The exam formula sheet, explained
These are the exact formulas provided on the exam. What you are really tested on is knowing when to reach for each one and what the result means.
μx = Σxi / N
Mean. Add everything up, divide by the count. The center of the variable.
cov(x,y) = Σ(xi − μx)(yi − μy) / N
Covariance. Do x and y move together? Positive: above-average x tends to come with above-average y. The units are awkward, which is why correlation exists.
σ²x = Σ(xi − μx)² / N
Variance. Average squared distance from the mean. Spread, in squared units.
σx = √σ²x
Standard deviation. Spread back in the variable's own units.
corr(x,y) = cov(x,y) / (σxσy)
Correlation. Covariance rescaled to live between -1 and +1. Direction and strength of the linear relationship, no units.
β = cov(x,y) / σ²x
Regression slope. The expected change in y for a one-unit change in x. When x is a 0/1 indicator, this is the difference in group means.
CI95 = [β̂ − 2·SE(β̂), β̂ + 2·SE(β̂)]
95% confidence interval. Estimate plus or minus two standard errors. Interpretation the exam loves: across repeated samples, intervals built this way capture the true value 95% of the time. It is a statement about the procedure, never a 95% probability that the truth sits in this one interval.
Pr(A|B) = Pr(A)·Pr(B|A) / Pr(B)
Bayes' rule. Flip a conditional probability around. Use when you know Pr(B|A) and need Pr(A|B).
Pr(B) = Pr(A)·Pr(B|A) + Pr(Ac)·Pr(B|Ac)
Law of total probability. Builds the denominator for Bayes: B can happen with A or without A, add the two paths.
Wald = ITT / Pr(Complier)
Wald estimator. In an experiment with imperfect compliance: the intention-to-treat effect divided by the share who actually complied gives the effect on compliers. ITT stays honest to the randomization; Wald scales it up to the people the treatment actually reached.
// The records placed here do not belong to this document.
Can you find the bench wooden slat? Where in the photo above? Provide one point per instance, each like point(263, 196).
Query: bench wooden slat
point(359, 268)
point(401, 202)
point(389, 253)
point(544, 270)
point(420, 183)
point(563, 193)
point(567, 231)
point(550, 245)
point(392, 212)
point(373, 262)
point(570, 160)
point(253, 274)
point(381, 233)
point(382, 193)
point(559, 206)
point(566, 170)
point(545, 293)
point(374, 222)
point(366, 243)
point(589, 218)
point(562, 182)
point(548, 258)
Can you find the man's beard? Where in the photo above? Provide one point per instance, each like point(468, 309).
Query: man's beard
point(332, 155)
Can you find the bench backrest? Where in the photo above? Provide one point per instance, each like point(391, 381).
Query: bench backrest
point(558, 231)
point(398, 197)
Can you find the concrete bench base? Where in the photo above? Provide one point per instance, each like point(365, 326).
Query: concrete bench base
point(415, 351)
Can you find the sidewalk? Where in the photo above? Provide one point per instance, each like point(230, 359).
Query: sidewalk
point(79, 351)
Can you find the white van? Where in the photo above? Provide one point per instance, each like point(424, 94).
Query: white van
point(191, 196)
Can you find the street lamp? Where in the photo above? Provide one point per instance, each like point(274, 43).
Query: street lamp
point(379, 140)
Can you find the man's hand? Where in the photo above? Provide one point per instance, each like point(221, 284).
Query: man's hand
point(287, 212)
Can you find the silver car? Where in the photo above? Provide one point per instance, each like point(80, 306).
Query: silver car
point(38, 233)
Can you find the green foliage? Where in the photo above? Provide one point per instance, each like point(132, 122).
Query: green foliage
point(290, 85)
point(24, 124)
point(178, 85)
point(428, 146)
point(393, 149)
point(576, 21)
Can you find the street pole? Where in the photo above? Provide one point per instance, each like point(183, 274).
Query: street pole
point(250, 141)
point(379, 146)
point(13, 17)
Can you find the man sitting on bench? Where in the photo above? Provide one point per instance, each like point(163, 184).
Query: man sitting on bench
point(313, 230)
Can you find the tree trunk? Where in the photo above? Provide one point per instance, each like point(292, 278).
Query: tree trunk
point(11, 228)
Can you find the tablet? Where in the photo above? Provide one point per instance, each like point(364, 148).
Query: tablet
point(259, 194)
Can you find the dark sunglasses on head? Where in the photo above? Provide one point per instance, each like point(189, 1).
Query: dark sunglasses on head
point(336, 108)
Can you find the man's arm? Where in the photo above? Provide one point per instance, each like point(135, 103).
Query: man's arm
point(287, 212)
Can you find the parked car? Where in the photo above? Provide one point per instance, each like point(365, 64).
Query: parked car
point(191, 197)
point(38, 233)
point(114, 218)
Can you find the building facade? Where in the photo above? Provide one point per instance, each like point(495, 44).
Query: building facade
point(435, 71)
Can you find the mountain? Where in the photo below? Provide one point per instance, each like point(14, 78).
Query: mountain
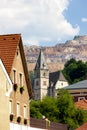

Not on the sheet but assumed everywhere
- Difference in means:
Ȳ1T − Ȳ0U = ATT + Bias + Noise. Bias comes from confounders that drive both treatment choice and outcome; noise shrinks as N grows; bias does not. - DiD estimate: (Treated post − Treated pre) − (Control post − Control pre). Believable only under parallel trends.
- Standard errors: roughly halve when the sample gets 4x bigger. More data means more precision, never less bias.
- p-value: the probability of a result at least this large IF the null were true. It is never the probability the null is true.